The point to notice after reflecting the data is that the extent of the skewness remains the same and the distribution of the data is as skewed as it was, though in the opposite direction.
Let’s apply the above methods to the reflected data.
df <- df %>%
mutate(reflected_life_exp = 86-life_exp,
sqrt_reflected_life_exp = sqrt(reflected_life_exp),
cbrt_reflected_life_exp = (reflected_life_exp)^(1/3),
log_reflected_life_exp = log(reflected_life_exp),
life_exp = NULL) %>%
pivot_longer(cols = everything(), names_to = "method", values_to = "values") %>%
mutate(method = factor(case_when(method == "reflected_life_exp" ~ 1, method == "sqrt_reflected_life_exp" ~ 2, method == "cbrt_reflected_life_exp" ~ 3, method == "log_reflected_life_exp" ~ 4),
labels = c("Reflected data", "Square root transformation", "Cube root transformation", "Log transformation")))

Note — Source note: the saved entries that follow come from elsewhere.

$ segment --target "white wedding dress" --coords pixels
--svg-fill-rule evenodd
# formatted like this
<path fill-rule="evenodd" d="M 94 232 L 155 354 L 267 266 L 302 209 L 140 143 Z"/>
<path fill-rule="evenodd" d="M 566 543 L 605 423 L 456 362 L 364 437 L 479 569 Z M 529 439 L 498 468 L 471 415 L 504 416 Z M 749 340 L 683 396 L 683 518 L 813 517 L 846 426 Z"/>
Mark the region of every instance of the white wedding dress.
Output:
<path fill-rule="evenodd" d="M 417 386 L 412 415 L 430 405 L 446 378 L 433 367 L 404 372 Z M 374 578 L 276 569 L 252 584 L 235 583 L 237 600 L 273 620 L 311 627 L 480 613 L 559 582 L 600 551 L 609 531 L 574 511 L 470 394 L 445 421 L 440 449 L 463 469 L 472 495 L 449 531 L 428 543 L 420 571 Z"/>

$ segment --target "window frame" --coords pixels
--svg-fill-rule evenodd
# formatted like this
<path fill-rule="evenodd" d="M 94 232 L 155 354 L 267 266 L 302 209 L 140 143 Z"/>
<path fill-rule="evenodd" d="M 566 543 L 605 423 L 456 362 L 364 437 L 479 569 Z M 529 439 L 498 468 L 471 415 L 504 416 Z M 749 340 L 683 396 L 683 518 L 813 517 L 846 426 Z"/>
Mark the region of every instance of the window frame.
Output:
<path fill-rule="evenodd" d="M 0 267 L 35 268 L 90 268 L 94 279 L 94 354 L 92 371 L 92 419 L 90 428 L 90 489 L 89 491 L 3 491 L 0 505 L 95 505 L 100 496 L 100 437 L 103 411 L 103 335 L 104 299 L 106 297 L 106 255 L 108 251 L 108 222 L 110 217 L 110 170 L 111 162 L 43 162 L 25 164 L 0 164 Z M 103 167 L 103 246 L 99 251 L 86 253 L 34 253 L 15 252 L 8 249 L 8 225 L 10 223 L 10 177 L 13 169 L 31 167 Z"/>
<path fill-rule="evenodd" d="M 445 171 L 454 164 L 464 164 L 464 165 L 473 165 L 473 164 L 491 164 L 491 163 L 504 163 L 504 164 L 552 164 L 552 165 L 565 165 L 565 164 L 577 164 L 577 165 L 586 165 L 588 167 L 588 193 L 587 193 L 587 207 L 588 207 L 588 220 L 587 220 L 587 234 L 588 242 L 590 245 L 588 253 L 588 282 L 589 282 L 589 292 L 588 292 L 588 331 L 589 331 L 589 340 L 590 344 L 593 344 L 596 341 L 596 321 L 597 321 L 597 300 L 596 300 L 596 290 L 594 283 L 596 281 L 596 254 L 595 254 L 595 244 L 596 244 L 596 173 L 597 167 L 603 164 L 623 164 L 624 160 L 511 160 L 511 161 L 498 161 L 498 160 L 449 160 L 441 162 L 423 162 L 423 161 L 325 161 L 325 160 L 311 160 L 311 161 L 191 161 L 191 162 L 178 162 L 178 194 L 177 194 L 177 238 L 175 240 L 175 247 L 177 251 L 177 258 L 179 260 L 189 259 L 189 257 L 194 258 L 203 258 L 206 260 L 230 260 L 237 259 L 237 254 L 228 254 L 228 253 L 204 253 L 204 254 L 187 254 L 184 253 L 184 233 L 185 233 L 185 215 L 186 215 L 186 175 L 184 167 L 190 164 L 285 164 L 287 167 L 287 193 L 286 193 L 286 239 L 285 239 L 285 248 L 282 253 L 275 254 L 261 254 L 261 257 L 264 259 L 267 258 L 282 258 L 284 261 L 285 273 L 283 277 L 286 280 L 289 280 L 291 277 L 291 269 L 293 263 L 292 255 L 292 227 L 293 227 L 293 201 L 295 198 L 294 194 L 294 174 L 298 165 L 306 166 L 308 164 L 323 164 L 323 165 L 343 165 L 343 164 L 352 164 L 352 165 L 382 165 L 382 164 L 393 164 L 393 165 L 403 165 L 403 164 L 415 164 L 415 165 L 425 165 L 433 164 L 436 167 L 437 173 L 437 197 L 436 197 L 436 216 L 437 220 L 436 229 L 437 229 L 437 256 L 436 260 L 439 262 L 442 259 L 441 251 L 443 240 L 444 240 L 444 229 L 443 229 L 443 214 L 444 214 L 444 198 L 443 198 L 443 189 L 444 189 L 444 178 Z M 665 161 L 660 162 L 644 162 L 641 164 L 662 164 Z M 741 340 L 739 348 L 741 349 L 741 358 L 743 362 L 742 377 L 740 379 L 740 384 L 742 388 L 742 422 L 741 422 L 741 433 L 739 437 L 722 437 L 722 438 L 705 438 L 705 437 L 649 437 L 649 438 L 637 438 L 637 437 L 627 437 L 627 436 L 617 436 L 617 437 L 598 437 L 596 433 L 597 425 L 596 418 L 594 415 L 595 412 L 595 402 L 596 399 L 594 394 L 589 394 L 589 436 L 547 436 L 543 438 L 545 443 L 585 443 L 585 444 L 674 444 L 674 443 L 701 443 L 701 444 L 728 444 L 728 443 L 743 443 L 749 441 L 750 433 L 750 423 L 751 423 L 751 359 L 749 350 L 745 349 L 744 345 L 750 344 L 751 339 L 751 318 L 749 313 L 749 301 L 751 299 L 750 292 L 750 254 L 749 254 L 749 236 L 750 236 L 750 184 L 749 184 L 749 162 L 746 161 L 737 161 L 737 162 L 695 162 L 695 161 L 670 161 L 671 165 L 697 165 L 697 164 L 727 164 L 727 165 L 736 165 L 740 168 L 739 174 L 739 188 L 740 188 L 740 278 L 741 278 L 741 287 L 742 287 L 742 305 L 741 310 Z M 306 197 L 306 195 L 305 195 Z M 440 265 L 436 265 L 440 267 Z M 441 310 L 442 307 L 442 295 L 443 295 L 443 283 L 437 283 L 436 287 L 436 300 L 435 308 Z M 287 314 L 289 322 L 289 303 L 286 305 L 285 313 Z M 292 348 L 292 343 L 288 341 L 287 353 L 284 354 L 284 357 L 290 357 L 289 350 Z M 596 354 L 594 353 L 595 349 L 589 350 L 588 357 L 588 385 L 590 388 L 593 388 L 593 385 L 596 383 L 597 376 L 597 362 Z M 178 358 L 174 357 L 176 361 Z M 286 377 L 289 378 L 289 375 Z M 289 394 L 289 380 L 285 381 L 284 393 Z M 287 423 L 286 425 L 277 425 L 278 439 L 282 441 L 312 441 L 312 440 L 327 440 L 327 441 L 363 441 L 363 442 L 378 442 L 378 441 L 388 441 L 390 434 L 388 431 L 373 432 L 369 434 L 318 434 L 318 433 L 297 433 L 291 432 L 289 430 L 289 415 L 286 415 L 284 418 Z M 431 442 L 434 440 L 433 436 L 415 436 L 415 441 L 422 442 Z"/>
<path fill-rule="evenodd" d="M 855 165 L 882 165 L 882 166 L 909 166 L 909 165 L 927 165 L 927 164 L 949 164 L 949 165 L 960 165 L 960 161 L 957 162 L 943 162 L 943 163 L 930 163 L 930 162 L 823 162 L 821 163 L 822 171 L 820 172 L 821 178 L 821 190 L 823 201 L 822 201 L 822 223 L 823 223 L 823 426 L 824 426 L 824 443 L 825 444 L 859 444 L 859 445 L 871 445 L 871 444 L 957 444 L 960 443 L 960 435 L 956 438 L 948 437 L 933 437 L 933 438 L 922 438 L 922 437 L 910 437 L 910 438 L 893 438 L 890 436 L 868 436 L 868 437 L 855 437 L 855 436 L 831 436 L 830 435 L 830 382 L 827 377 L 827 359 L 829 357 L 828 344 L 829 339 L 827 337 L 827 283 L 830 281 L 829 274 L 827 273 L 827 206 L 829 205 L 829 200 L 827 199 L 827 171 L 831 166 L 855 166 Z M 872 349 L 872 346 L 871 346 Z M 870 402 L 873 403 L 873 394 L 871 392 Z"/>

vline <- summarise(group_by(df, method), mean = mean(values), median = median(values))
df %>%
ggplot(aes(x = values)) +
geom_histogram(aes(y = ..density..), fill = "coral", alpha = 0.8, color = "gray") +
geom_density() + theme_bw() +
facet_wrap(~method, nrow = 2, scales = "free") +
geom_vline(data = vline, aes(xintercept = mean), linetype = "dotted") +
geom_vline(data = vline, aes(xintercept = median), linetype = "dashed") +
labs(x = NULL, caption = "Mean = Dotted line\nMedian = Dashed line") +
theme(strip.text = element_text(size = 15, face = "bold"))
Surprisingly, the square root and cube root transformation convert the distribution of the above data closer to the normal distribution compare to log transformation.
The important point to consider is that the values have been reflected. That is, the lower values represent high values and the higher values represent low values.
Other approaches to dealing with the negative skewness can be the inverse of the transformations that are used to reduce the positive skewness. For example, instead of computing square root convert \(x\) to \(x^2\) and instead of cube root convert \(x\) to \(x^{3}\).
Different approaches reduce the extent of the skewness and boost the validity of the statistical inferences at different levels. Whatever method you use to transform the data into a normal distribution, the points you have to consider are a) never limit yourself to one standard method and examine several options before deciding which approach to use b) be cautious and always explore the math behind each approach. For example, let’s have a glance at the below graphs that illustrate the domain of log, square root, and cube root functions.
plot <- ggplot(data.frame(x = c(-25,25)), aes(x = x)) +
theme_bw() + geom_vline(xintercept = 0) + geom_hline(yintercept = 0)
sqrt <- plot + stat_function(fun = function(x){sqrt(x)}, color = 'maroon') + labs(title = "Square root")
cbrt <- plot + stat_function(fun = function(x){sign(x) * abs((x))^(1/3)}, color = 'maroon') + labs(title = "Cube root") + xlim(c(-50, 50))
log <- plot + stat_function(fun = function(x){log10(x)}, color = 'maroon') + labs(title = "Log")
(log | sqrt) / (cbrt)
Since the domain for log is strictly greater than zero, it is reasonable to use log+1 instead of log transformation if the data have meaningful zero values. Furthermore, the square root is not defined for the negative numbers, thus you can consider adding a constant to convert the negative values to positive values prior to transformation or use cube root transformation instead of square root transformation. The kind of data you are working with, therefore, is literally foundational in deciding which method to use.